Sustainable Development Goal 13: Climate action

Climate change has become one of the biggest environmental challenges worldwide. Experts are working with the help of the IAEA and its partners to use nuclear science and technology to monitor, mitigate and adapt to the effects of climate change and respond to the Paris Agreement on Climate Change and the United Nations Sustainable Development Goal (SDG) 13, which calls for urgent action to combat climate change and its impact.

Fighting climate change with nuclear science and technology

Climate change has made water scarcity, food shortages, biodiversity loss and natural disasters more common worldwide. Researchers use nuclear and isotopic techniques to collect data on and monitor how climate change affects the environment — from the ocean and freshwater to mountains and soil — and identify sources of pollutants and greenhouse gas emissions. This data can help policymakers take science-based decisions for mitigating and adapting to climate change.

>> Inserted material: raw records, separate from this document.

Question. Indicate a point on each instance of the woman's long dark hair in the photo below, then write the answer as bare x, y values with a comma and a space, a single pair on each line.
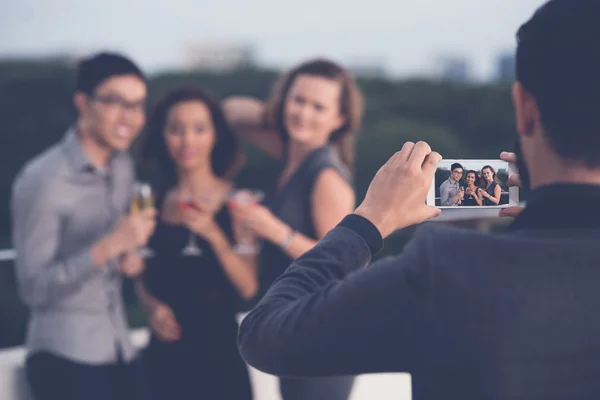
153, 156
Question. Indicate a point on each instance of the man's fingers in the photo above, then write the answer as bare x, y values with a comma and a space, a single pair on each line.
511, 211
508, 156
404, 153
418, 154
432, 212
514, 181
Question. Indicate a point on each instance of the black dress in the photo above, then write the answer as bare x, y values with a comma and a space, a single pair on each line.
292, 204
205, 362
469, 200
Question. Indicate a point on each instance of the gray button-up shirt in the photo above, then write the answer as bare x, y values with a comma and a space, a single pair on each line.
448, 191
62, 205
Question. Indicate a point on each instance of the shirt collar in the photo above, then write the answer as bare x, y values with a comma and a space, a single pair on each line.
77, 157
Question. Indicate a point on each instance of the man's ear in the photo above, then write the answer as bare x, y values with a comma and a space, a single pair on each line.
81, 102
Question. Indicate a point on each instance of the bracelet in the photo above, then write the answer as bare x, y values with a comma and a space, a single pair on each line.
285, 244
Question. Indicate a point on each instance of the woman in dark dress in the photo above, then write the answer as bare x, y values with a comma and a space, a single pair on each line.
472, 198
308, 122
192, 283
490, 190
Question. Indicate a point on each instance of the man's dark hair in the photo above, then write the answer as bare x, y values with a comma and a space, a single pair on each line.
456, 165
94, 70
558, 63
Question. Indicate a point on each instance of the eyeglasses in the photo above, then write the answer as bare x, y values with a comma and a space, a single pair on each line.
114, 101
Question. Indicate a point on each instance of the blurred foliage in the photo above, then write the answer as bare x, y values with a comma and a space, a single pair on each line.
459, 121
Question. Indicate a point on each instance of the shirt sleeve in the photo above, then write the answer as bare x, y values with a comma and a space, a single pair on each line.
330, 314
43, 278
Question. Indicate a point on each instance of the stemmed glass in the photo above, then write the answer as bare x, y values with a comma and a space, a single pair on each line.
187, 201
245, 197
142, 198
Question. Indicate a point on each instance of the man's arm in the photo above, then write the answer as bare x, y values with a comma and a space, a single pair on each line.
42, 277
321, 318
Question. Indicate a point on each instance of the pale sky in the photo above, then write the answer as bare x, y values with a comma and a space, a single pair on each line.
405, 36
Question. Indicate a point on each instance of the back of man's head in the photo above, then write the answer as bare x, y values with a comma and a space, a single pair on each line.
558, 63
96, 69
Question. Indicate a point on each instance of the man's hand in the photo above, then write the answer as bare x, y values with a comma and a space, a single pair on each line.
134, 231
397, 196
513, 181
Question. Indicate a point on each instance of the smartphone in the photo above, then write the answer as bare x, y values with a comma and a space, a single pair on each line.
466, 189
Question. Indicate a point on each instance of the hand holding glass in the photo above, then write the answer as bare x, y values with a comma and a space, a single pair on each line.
142, 199
241, 198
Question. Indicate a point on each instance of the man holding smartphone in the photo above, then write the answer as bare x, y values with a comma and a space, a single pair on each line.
520, 320
74, 240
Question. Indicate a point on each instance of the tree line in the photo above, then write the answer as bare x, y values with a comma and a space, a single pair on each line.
457, 120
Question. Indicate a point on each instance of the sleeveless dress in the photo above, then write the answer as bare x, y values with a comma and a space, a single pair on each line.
205, 362
292, 204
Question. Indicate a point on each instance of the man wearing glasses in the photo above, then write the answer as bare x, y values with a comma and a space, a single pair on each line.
450, 194
74, 241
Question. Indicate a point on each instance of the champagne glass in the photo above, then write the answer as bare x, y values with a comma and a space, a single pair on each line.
142, 199
191, 249
245, 197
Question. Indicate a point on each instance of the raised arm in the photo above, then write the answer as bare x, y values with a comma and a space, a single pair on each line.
245, 115
322, 318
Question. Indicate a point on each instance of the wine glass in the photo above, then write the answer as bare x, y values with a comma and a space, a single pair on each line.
142, 198
191, 249
245, 197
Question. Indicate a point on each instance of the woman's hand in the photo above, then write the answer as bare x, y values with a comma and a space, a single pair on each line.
163, 323
260, 220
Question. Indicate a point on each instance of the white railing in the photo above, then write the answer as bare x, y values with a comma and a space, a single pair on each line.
13, 386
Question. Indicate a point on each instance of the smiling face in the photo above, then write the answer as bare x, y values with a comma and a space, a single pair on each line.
488, 175
457, 174
312, 109
470, 178
115, 113
189, 135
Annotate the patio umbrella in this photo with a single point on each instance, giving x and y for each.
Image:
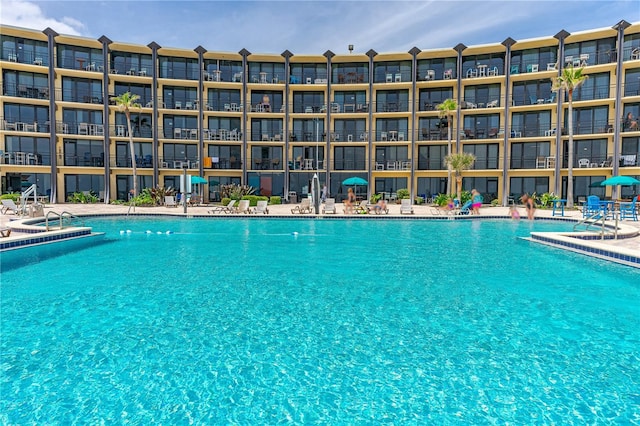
(355, 181)
(198, 179)
(620, 180)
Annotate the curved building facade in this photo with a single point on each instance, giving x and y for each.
(272, 121)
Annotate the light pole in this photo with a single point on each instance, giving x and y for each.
(317, 120)
(185, 166)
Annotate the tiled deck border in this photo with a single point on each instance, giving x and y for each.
(579, 242)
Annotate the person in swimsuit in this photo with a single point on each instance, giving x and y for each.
(477, 201)
(529, 205)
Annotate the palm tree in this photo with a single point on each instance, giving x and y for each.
(459, 162)
(447, 109)
(125, 102)
(570, 79)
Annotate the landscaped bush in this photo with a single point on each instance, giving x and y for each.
(253, 199)
(83, 198)
(403, 193)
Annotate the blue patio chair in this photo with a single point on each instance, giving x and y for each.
(629, 211)
(592, 206)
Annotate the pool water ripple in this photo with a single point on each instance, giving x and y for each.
(242, 322)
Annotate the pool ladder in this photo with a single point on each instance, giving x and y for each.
(596, 219)
(64, 218)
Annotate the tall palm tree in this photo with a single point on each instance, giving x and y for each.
(570, 79)
(125, 102)
(459, 162)
(447, 109)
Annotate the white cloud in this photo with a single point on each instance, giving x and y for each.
(25, 14)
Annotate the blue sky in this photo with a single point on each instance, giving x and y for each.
(316, 26)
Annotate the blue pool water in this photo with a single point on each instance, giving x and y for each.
(317, 321)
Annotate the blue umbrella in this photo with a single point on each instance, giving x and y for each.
(620, 180)
(355, 181)
(198, 179)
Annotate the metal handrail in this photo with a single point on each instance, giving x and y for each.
(61, 217)
(594, 219)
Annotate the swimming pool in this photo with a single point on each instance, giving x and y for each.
(318, 321)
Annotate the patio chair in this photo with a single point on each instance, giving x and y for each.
(591, 207)
(362, 208)
(629, 210)
(329, 206)
(303, 207)
(466, 208)
(377, 208)
(170, 201)
(405, 206)
(261, 207)
(243, 207)
(9, 205)
(229, 208)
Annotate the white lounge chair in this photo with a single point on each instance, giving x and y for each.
(261, 207)
(405, 206)
(9, 205)
(229, 208)
(329, 206)
(304, 207)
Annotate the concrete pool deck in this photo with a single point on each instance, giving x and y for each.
(627, 246)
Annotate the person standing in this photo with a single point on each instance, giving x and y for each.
(476, 199)
(529, 206)
(348, 203)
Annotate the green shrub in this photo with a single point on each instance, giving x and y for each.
(253, 199)
(402, 193)
(441, 199)
(83, 198)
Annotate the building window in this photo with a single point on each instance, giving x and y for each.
(487, 155)
(525, 155)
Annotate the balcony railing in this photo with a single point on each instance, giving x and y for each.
(11, 55)
(25, 158)
(13, 124)
(24, 91)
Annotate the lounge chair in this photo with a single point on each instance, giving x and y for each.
(405, 206)
(629, 210)
(592, 206)
(377, 209)
(170, 201)
(329, 206)
(466, 208)
(195, 200)
(261, 207)
(243, 207)
(362, 208)
(304, 207)
(229, 208)
(9, 205)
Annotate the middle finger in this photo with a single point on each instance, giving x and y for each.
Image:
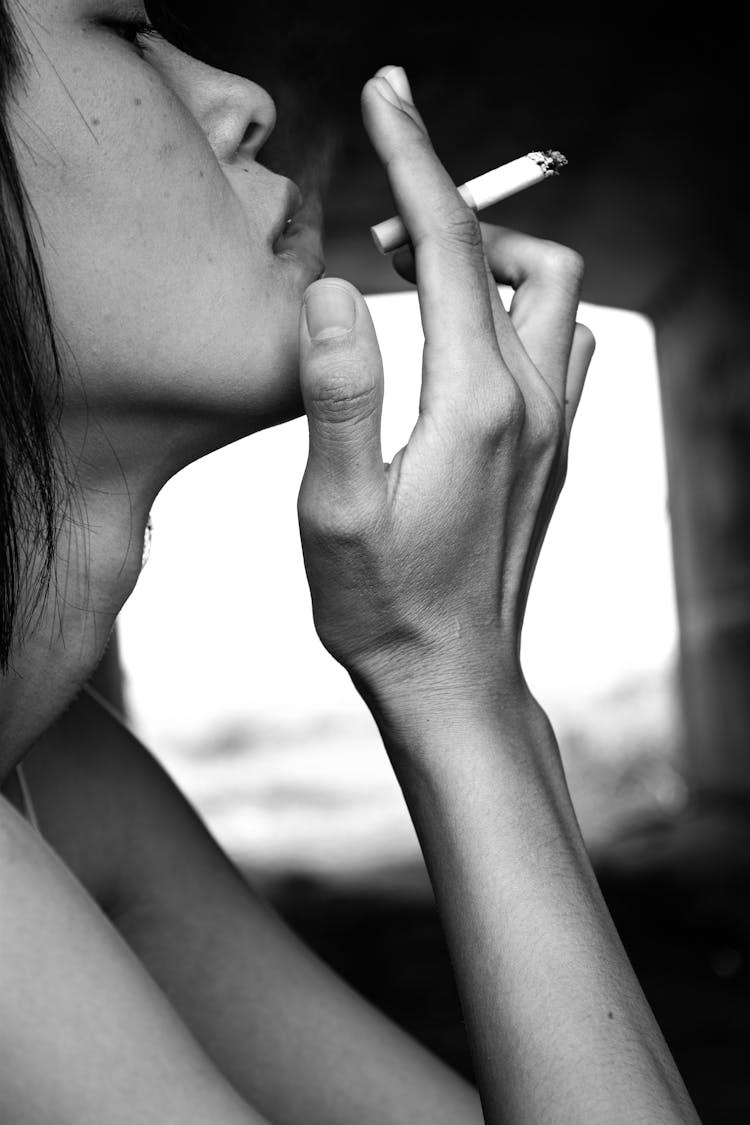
(454, 296)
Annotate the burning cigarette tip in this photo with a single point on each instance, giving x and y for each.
(482, 191)
(550, 161)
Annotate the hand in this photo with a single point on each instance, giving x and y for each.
(421, 569)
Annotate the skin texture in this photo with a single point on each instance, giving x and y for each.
(141, 169)
(141, 979)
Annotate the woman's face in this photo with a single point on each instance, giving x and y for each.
(161, 234)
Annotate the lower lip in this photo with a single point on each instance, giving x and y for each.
(301, 243)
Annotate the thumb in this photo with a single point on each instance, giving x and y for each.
(342, 386)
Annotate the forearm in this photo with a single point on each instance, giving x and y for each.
(558, 1024)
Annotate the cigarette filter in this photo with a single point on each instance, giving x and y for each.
(482, 191)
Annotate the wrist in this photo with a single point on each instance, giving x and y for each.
(435, 714)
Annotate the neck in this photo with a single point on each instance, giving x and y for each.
(98, 561)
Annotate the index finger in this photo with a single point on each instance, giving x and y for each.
(454, 298)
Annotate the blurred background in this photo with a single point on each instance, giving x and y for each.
(638, 638)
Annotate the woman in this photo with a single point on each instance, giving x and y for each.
(141, 979)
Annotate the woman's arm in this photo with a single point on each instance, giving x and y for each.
(86, 1036)
(419, 573)
(290, 1035)
(558, 1025)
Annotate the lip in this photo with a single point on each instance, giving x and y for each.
(298, 233)
(291, 206)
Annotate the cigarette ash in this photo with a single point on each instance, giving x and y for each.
(550, 161)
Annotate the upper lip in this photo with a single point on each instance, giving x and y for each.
(292, 204)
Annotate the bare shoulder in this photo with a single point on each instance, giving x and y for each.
(99, 797)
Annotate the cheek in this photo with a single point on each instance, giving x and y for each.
(162, 282)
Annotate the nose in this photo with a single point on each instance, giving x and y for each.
(236, 115)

As greenhouse gas emissions, such as carbon dioxide, nitrous oxide and methane, accelerate the rate of climate change, countries are working to mitigating these emissions by developing sustainable energy plans, many of which include nuclear power. They are also taking steps to improve the agriculture sector — a major source of greenhouse gas emissions — by using nuclear science and technology to study and develop new methods for growing food that also reduce emissions, such as carbon sequestration, which uses certain types of plants and harvesting methods to encourage soil to take in and hold onto more carbon dioxide from the atmosphere.

To adapt to changes in the environment, scientists are developing sustainable, ‘climate-smart’ agricultural methods with the help of nuclear science and technology to optimize food production in harsh climate conditions such as drought and high temperatures, while also conserving and preserving natural resources, such as soil and water. They are also researching new methods for protecting energy systems, such as nuclear facilities, from climate-related weather events and disasters.